L’activité des agences de voyages a été fortement impactée par la crise sanitaire due à l’apparition du nouveau coronavirus depuis plusieurs mois, déplorent les professionnels de ce créneau qui font état d’une «année blanche». Sans saison estivale et sans le mouvement des vacanciers, à l’intérieur du pays comme vers l’étranger, l’activité est restée en rade, regrettent-ils.
C’est ce qu’a exprimé Aflah Hadj Nacer, manager de Zyriab Voyages, à Reporters, évoquant une «forte fragilisation» de l’activité des agences de voyages et des établissements hôteliers par la pandémie. Pour lui, le secteur a été durement frappé par la crise économique engendrée par la Covid-19 bien que le gouvernement a levé les mesures de confinement sur leur activité depuis juin dernier. «C’est une saison blanche pour l’activité touristique. Le secteur des voyages et du tourisme ont essuyé de lourdes pertes financières», déclare, dépité, Aflah Hadj Nacer. Notre interlocuteur estime que les pertes colossales qu’ont subies les agences de voyages durant la période de confinement ne seront pas couvertes ni compensées par la saison estivale qui a commencé hier alors qu’à la mi-août, on est censé vivre les deux dernières semaines des vacances. «Si l’on accueille 30 000 estivants, cela ne suffira pas à couvrir les conséquences désastreuses qu’ont essuyé les agences, sans ressources depuis mars dernier», poursuit notre interlocuteur. «On a coutume de recenser 6 millions d’estivants à chaque saison. Mais cette année exceptionnelle, avec l’érosion du pouvoir d’achat, le citoyen se contente des produits de première nécessité, ce qui se répercute sur le volume de l’activité touristique.»
Rappelant que les agences de tourisme avaient fermé leurs portes le 11 mars dernier suite à un décret présidentiel, renvoyant au chômage forcé tout individu en relation avec l’activité, Aflah Hadj Nacer lance à cet effet un appel d’aide aux autorités compétentes pour atténuer l’impact de la crise sur la profession. Il évoque en particulier la révision des mesures fiscales en exemptant les agences agréées de toutes formes de taxes imposées aux professionnels du secteur du tourisme.
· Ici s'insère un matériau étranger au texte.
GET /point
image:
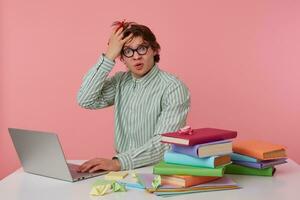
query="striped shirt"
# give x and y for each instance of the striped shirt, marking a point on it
(144, 108)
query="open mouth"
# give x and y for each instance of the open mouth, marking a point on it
(139, 66)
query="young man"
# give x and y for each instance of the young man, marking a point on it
(148, 101)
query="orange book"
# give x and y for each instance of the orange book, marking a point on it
(186, 181)
(259, 149)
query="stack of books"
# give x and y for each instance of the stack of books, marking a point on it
(254, 157)
(196, 157)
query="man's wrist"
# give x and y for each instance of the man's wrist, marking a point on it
(116, 163)
(109, 56)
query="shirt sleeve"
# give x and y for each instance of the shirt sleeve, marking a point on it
(97, 90)
(175, 107)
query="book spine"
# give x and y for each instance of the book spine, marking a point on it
(193, 171)
(189, 150)
(238, 169)
(182, 159)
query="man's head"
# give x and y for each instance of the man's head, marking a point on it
(141, 51)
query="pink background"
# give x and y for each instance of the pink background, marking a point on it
(240, 60)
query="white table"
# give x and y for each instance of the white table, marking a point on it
(284, 185)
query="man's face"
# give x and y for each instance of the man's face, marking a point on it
(142, 60)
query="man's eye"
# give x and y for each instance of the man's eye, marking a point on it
(142, 48)
(126, 51)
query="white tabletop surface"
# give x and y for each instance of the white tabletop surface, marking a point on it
(20, 185)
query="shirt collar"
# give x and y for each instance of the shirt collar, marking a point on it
(145, 80)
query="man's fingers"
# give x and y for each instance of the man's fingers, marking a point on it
(96, 168)
(88, 164)
(119, 30)
(127, 38)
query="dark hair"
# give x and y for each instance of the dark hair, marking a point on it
(139, 30)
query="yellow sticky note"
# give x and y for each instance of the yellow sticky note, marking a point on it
(100, 190)
(116, 175)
Il y a lieu de rappeler que la Fédération nationale des agences de tourismes (FNAT) a saisi le ministère du Tourisme afin de mettre en place un «plan de sauvetage» et d’accompagner les agences de tourisme et de voyages durant cette période de crise sanitaire et économique. Il s’agit, entre autres, de la révision des mesures fiscales ainsi que l’exonération de toutes les charges sociales relevant de la Cnas et de la Casnos. La FNAT souhaite en effet que les agences de voyages soient «exemptées» des taxes qui leurs sont imposées. Il a été également demandé d’octroyer des subventions compensatoires aux agences de tourisme afin de pouvoir payer leur loyer et garder leurs employés. La FNAT a par ailleurs sollicité l’extension des délais de remboursement des prêts bancaires accordés aux agences de voyages en supprimant la taxe résultant du retard de paiement, compte tenu des circonstances exceptionnelles que traverse le secteur.